LamAPI provides a user-friendly interface for streamlined access to Wikidata, offering Full-Text search capabilities and detailed entity analysis.
The following diagram illustrates the data processing pipeline used by LamAPI:
LamAPI processes data from Wikidata through the following stages:
- Data Ingestion: The large compressed Wikidata dump file is ingested into the LamAPI ecosystem.
- Data Storage: The ingested data is then decompressed and stored as JSON in MongoDB for structured and efficient data management.
- Data Indexing: Using Elasticsearch, the stored data is indexed to enable rapid and precise Full-Text search capabilities.
- Service Interaction: LamAPI exposes various services (lookup, objects, literals) that tap into the stored and indexed data to provide detailed information and analysis about entities within Wikidata.
LamAPI offers specialized services designed to cater to various data retrieval and analysis needs:
Conducts Full-Text searches across Wikidata to find entities matching input strings, providing quick access to a wealth of structured information.
- Input: Search string, e.g., "Jurassic World".
- Output: A list of entities related to the search term, including information like IDs and titles from Wikidata.
Accesses relationships of Wikidata entities, allowing users to explore the connections and context of the data within the knowledge graph.
- Input: Entity ID, e.g.,
Q35120246
for the film "Jurassic World". - Output: Object data showing properties such as 'director' (P57) -> Colin Trevorrow (
Q1545625
), 'distributed by' (P750) -> Universal Pictures (Q35120246
).
Retrieves literal values associated with entities, such as labels, descriptions, and specific property values.
- Input: Entity ID, e.g.,
Q35120246
for the film "Jurassic World". - Output: Literal data like 'duration' (P2047) -> 124 (minutes), 'publication date' (P577) -> 12/06/2015, and 'box office' (P2041) -> 1670400637.
This section provides a detailed guide on setting up LamAPI, including environment preparation, data acquisition, and system initialization.
Ensure you have the necessary permissions set on local volume folders. This can be achieved by running:
./setup-docker-volume.sh
Use docker-compose
to initialize and run the LamAPI services:
docker-compose up
Download the data dump from ZENODO using the following link: ZENODO Link.
Move the downloaded dump to the my-data
directory, which is mapped to the MongoDB container via a local volume.
Unzip the data dump using the command:
unzip FILE_NAME
docker exec -it lamapi_mongo bash -c 'cd /data/my-data && mongorestore --gzip --host=localhost --port=27017 --username="$MONGO_INITDB_ROOT_USERNAME" --password="$MONGO_INITDB_ROOT_PASSWORD" --authenticationDatabase=admin
--db=wikidata30062023 wikidata30062023'
To create the Elasticsearch index, follow these steps:
- Access the API container:
docker exec -it lamapi_api bash
- Navigate to the scripts directory:
cd scripts
- Run the indexing script:
python elastic_indexing.py <DATABASE NAME>
It is recommended to use tmux
or a similar tool to manage terminal sessions, which can help in monitoring the progress of long-running commands.
After completing the Elasticsearch indexing, LamAPI is fully set up. You can now start exploring its features and functionalities.
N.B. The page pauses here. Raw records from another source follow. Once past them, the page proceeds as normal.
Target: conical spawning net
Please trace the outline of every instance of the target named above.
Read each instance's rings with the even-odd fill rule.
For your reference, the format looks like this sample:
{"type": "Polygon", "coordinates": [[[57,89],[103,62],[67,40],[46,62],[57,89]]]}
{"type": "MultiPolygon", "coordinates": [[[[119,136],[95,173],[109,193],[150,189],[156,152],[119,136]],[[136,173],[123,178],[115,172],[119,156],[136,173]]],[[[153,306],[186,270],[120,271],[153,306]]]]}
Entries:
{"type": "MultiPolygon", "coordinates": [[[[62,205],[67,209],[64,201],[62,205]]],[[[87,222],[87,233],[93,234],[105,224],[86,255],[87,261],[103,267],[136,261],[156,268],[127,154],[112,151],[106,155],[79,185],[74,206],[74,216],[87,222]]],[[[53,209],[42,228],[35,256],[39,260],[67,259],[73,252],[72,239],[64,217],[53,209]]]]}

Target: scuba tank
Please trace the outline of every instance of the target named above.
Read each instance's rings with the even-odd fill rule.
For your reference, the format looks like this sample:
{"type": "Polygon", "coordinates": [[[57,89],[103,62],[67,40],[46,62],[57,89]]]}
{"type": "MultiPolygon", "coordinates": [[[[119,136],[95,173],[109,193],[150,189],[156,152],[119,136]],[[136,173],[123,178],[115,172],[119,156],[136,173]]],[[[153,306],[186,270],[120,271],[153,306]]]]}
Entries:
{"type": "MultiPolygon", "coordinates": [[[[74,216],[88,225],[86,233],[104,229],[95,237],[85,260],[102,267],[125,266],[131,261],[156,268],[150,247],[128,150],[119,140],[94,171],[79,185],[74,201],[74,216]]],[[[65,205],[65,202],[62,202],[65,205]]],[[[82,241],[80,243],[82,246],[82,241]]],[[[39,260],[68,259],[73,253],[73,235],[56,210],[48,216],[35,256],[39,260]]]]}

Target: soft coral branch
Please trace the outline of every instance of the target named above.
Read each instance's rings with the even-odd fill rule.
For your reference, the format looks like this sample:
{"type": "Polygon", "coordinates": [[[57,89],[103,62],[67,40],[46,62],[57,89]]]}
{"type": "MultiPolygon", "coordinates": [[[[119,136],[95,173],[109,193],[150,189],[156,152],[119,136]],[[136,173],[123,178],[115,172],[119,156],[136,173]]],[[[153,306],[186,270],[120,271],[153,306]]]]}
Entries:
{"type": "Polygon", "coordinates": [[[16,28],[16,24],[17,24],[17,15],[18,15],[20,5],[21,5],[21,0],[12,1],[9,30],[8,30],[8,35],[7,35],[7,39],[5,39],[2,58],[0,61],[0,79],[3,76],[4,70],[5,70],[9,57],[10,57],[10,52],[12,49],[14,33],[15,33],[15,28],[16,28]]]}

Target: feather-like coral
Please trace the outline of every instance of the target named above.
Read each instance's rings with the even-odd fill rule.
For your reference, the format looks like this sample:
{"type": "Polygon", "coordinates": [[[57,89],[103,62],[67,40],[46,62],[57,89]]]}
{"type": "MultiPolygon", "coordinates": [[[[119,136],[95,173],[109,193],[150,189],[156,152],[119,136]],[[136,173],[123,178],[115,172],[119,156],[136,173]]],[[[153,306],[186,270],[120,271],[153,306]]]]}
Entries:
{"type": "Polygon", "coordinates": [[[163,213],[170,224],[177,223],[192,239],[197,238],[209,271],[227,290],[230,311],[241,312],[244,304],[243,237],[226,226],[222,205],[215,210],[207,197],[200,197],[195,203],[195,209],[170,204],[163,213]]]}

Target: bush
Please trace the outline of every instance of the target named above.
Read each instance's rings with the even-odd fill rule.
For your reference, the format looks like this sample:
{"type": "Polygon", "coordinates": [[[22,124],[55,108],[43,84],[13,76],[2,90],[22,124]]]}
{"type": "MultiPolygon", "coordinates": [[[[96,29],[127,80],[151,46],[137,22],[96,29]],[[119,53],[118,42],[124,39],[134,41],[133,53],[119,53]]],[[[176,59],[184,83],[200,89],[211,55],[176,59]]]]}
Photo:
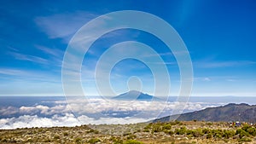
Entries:
{"type": "Polygon", "coordinates": [[[253,136],[256,136],[256,129],[255,129],[255,128],[253,128],[253,127],[248,128],[248,129],[247,130],[247,131],[250,135],[252,135],[253,136]]]}
{"type": "Polygon", "coordinates": [[[99,141],[101,141],[101,140],[99,140],[97,138],[92,138],[92,139],[88,141],[88,143],[96,144],[96,142],[99,142],[99,141]]]}
{"type": "Polygon", "coordinates": [[[176,129],[175,133],[177,135],[184,135],[186,134],[187,129],[186,127],[181,127],[180,129],[176,129]]]}
{"type": "Polygon", "coordinates": [[[82,143],[82,138],[80,138],[80,137],[76,138],[75,142],[76,143],[82,143]]]}
{"type": "Polygon", "coordinates": [[[244,130],[242,129],[237,129],[236,130],[236,135],[239,135],[239,138],[242,138],[244,136],[249,136],[249,133],[246,132],[244,130]]]}
{"type": "Polygon", "coordinates": [[[211,138],[212,138],[212,133],[208,133],[207,135],[207,139],[211,139],[211,138]]]}
{"type": "Polygon", "coordinates": [[[223,136],[226,139],[229,139],[230,137],[235,136],[236,132],[233,130],[224,130],[223,136]]]}
{"type": "Polygon", "coordinates": [[[162,129],[163,130],[171,130],[172,129],[172,125],[171,124],[165,124],[162,129]]]}
{"type": "Polygon", "coordinates": [[[243,138],[238,140],[238,141],[239,142],[241,142],[241,141],[252,141],[252,140],[248,137],[243,137],[243,138]]]}
{"type": "Polygon", "coordinates": [[[143,142],[136,140],[128,140],[124,144],[143,144],[143,142]]]}
{"type": "Polygon", "coordinates": [[[194,137],[200,137],[204,135],[204,134],[202,133],[201,129],[196,129],[195,130],[193,130],[193,136],[194,137]]]}

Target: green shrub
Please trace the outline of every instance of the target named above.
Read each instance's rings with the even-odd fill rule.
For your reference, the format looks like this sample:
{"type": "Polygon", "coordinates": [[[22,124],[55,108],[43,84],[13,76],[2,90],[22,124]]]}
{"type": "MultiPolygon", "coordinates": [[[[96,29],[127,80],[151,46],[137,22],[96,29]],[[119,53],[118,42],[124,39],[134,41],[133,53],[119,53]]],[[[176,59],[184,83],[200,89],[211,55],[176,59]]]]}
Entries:
{"type": "Polygon", "coordinates": [[[187,129],[186,127],[181,127],[180,129],[176,129],[175,133],[177,135],[184,135],[186,134],[187,129]]]}
{"type": "Polygon", "coordinates": [[[239,135],[239,138],[241,139],[244,136],[249,136],[249,133],[246,132],[243,129],[237,129],[236,135],[239,135]]]}
{"type": "Polygon", "coordinates": [[[223,136],[225,137],[226,139],[229,139],[230,137],[233,137],[236,135],[236,132],[233,130],[224,130],[223,136]]]}
{"type": "Polygon", "coordinates": [[[253,136],[256,136],[256,129],[255,129],[255,128],[253,128],[253,127],[248,128],[248,129],[247,130],[247,131],[250,135],[252,135],[253,136]]]}
{"type": "Polygon", "coordinates": [[[99,140],[97,138],[92,138],[92,139],[88,141],[88,143],[96,144],[96,142],[99,142],[99,141],[101,141],[101,140],[99,140]]]}
{"type": "Polygon", "coordinates": [[[212,138],[212,133],[208,133],[207,135],[207,139],[211,139],[211,138],[212,138]]]}
{"type": "Polygon", "coordinates": [[[247,141],[248,142],[248,141],[252,141],[252,140],[248,137],[243,137],[243,138],[238,140],[238,141],[239,142],[241,142],[241,141],[247,141]]]}
{"type": "Polygon", "coordinates": [[[64,133],[63,133],[63,135],[64,135],[64,136],[67,136],[67,135],[68,135],[68,133],[67,133],[67,132],[64,132],[64,133]]]}
{"type": "Polygon", "coordinates": [[[82,138],[80,138],[80,137],[76,138],[75,142],[76,143],[82,143],[82,138]]]}
{"type": "Polygon", "coordinates": [[[171,124],[165,124],[162,129],[163,130],[171,130],[172,129],[172,125],[171,124]]]}
{"type": "Polygon", "coordinates": [[[143,144],[143,142],[136,140],[128,140],[124,144],[143,144]]]}

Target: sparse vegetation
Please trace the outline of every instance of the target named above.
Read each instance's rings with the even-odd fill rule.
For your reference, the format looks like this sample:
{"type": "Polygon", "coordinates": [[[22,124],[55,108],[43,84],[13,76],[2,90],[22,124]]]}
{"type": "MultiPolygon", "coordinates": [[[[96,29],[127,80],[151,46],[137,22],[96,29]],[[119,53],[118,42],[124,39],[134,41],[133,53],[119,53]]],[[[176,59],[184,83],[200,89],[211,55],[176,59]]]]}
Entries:
{"type": "Polygon", "coordinates": [[[0,143],[255,143],[256,128],[224,122],[166,122],[135,124],[0,130],[0,143]],[[92,129],[96,127],[97,129],[92,129]],[[120,129],[121,128],[121,129],[120,129]],[[109,130],[108,133],[106,130],[109,130]],[[123,130],[118,135],[118,130],[123,130]],[[114,134],[114,135],[113,135],[114,134]]]}

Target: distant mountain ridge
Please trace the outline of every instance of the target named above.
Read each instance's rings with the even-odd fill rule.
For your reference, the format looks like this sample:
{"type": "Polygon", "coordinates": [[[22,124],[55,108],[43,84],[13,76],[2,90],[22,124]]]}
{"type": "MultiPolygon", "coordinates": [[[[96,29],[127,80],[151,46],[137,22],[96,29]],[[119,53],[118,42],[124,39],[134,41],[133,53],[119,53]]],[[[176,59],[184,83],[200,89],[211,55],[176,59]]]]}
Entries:
{"type": "MultiPolygon", "coordinates": [[[[177,118],[177,115],[157,118],[153,122],[167,122],[177,118]]],[[[200,111],[181,114],[177,120],[179,121],[212,121],[212,122],[230,122],[241,121],[256,123],[256,105],[245,103],[228,105],[218,107],[208,107],[200,111]]]]}
{"type": "Polygon", "coordinates": [[[152,101],[160,100],[160,98],[154,97],[153,95],[149,95],[148,94],[142,93],[137,90],[131,90],[126,93],[121,94],[118,96],[113,97],[115,100],[137,100],[137,101],[152,101]]]}

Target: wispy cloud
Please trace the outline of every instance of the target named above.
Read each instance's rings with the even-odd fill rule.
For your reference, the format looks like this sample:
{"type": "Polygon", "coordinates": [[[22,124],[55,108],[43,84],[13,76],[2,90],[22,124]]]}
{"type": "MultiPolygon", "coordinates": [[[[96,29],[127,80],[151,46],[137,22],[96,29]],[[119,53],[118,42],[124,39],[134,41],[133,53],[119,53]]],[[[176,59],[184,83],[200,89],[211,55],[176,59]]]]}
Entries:
{"type": "Polygon", "coordinates": [[[236,60],[236,61],[195,61],[194,66],[201,68],[218,68],[218,67],[230,67],[242,66],[248,65],[255,65],[256,61],[251,60],[236,60]]]}
{"type": "Polygon", "coordinates": [[[6,78],[5,76],[9,76],[8,78],[11,81],[61,82],[61,79],[54,73],[50,74],[49,72],[44,72],[44,71],[0,68],[0,78],[6,78]]]}
{"type": "Polygon", "coordinates": [[[32,61],[32,62],[40,63],[40,64],[48,64],[49,62],[48,60],[39,56],[25,55],[18,52],[14,52],[14,51],[9,52],[8,54],[14,56],[15,59],[20,60],[27,60],[27,61],[32,61]]]}
{"type": "Polygon", "coordinates": [[[96,14],[85,11],[37,17],[34,20],[49,38],[67,38],[96,14]]]}

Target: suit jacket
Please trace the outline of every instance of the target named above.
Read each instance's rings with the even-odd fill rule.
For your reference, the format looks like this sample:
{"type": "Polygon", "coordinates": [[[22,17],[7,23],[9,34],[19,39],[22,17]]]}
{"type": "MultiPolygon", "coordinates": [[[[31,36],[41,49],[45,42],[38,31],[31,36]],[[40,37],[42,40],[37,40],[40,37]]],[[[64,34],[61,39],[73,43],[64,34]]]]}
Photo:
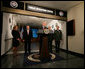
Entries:
{"type": "Polygon", "coordinates": [[[62,32],[61,32],[61,30],[55,30],[54,31],[54,39],[55,39],[55,41],[60,41],[60,40],[62,40],[62,32]]]}
{"type": "Polygon", "coordinates": [[[32,38],[32,30],[29,30],[29,35],[27,34],[27,30],[24,30],[23,39],[25,41],[31,41],[31,38],[32,38]]]}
Please ensure to replace FILE_NAME
, <DIRECTORY THAT CONTAINS THE DUMP>
and <DATABASE NAME>
with your actual project details.
To ensure the seamless operation of LamAPI, it's essential to configure environment variables according to your deployment environment and requirements. An environment template is provided in the repository to guide you through this process.
-
Locate the Template: Find the
env.template
file in the repository. This file contains all the necessary environment variables that need to be configured for LamAPI and its dependent services. -
Customize Your Settings: Copy the
env.template
file to a new file named.env
in the root of your project. Fill in the values for each environment variable based on your specific setup. Comments in the template provide guidance on the expected values.- Cluster Configuration: Set up the cluster name, license type, and stack version.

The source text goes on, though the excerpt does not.